6.3 Het oordeel van de rechtbank
De rechtbank overweegt wat de straf betreft, dat op grond van de aard en ernst van het bewezen verklaarde, de omstandigheden waaronder verdachte zich daaraan heeft schuldig gemaakt en de persoon van verdachte, zoals één en ander uit het onderzoek ter terechtzitting is gebleken, aan verdachte de straf behoort te worden opgelegd, zoals deze hierna zal worden bepaald, waarbij nog het volgende is overwogen:
Verdachte heeft zich schuldig gemaakt aan het plegen van opzetheling. Verdachte heeft fietsen ingekocht terwijl hij zich bewust was van het risico dat de aangeboden fietsen van misdrijf afkomstig konden zijn. Verdachte heeft in weerwil van dit besef gehandeld. Door aldus te handelen heeft verdachte enkel en alleen aan zijn eigen financiële gewin gedacht en geen rekening gehouden met de belangen van de rechtmatige eigenaren van de fietsen en de schade die hij hen hiermee (indirect) heeft toegebracht door de fietsen te koop aan te bieden via de internetsite Marktplaats.nl
De rechtbank is in dit geval van oordeel dat een onvoorwaardelijke gevangenisstraf van na te melden duur noodzakelijk is, omdat aard en ernst van het bewezen en strafbaar verklaarde door een lichtere strafrechtelijke afdoening van de zaak miskend zouden worden. Bijzondere omstandigheden die tot een ander oordeel zouden moeten voeren, acht de rechtbank niet aanwezig.

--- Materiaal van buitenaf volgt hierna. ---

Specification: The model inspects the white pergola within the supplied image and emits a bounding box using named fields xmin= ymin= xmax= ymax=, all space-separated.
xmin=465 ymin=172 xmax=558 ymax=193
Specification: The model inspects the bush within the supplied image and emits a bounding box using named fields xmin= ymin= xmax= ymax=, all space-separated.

Bij haar beslissing heeft de rechtbank rekening gehouden met een de verdachte betreffend uittreksel justitiële documentatie d.d. 9 oktober 2009.
7 Vordering benadeelde partij
De benadeelde partij mevrouw [benadeelde partij] heeft zich met een vordering tot schadevergoeding ten bedrage van € 156,95 gevoegd in het strafproces ten aanzien van het tenlastegelegde.

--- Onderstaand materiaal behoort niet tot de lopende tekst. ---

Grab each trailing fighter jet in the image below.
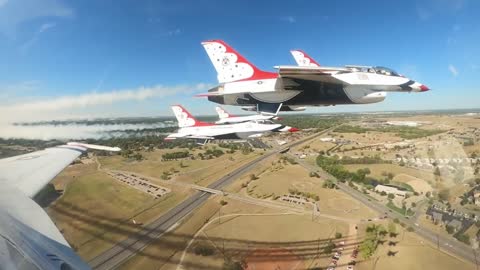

De officier van justitie heeft gevorderd dat de benadeelde partij niet ontvankelijk verklaard zal worden. De raadsvrouw heeft zich daarbij aangesloten.
De rechtbank is van oordeel dat de vordering benadeelde partij niet ontvankelijk verklaard dient te worden nu de fiets van mevrouw [benadeelde partij] niet in de tenlastelegging is opgenomen en er zodoende geen sprake kan zijn van rechtstreekse schade voortvloeiend uit de tenlastelegging.
8 De wettelijke voorschriften
De beslissing berust op de artikelen 10, 27 en 416 van het Wetboek van Strafrecht zoals deze artikelen luidden ten tijde van het bewezen verklaarde.
9 De beslissing
De rechtbank:
Vrijspraak
- verklaart het onder 1 primair ten laste niet wettig en overtuigend bewezen en spreekt verdachte daarvan vrij;
Bewezenverklaring
- verklaart het ten laste gelegde bewezen, zodanig als hierboven onder 4.5 is omschreven;
- spreekt verdachte vrij van wat meer of anders is ten laste gelegd;
Strafbaarheid
- verklaart de bewezen verklaarde feiten strafbaar;
- verklaart verdachte strafbaar;
Strafoplegging
- veroordeelt verdachte voor het onder 1 ten laste gelegde tot een gevangenisstraf van 3 weken met aftrek overeenkomstig artikel 27 van het Wetboek van Strafrecht;
- heft op het (geschorste) bevel tot voorlopige hechtenis;
- verklaart de vordering benadeelde partij van mevrouw [benadeelde partij] niet ontvankelijk.
Aldus gewezen door mr. J.P.C. Obbink, voorzitter, mrs. G.H. Meijer en C.P. Lunter, rechters, in tegenwoordigheid van mr. J.E. Doornwaard, griffier, en uitgesproken ter openbare terechtzitting van 24 november 2009.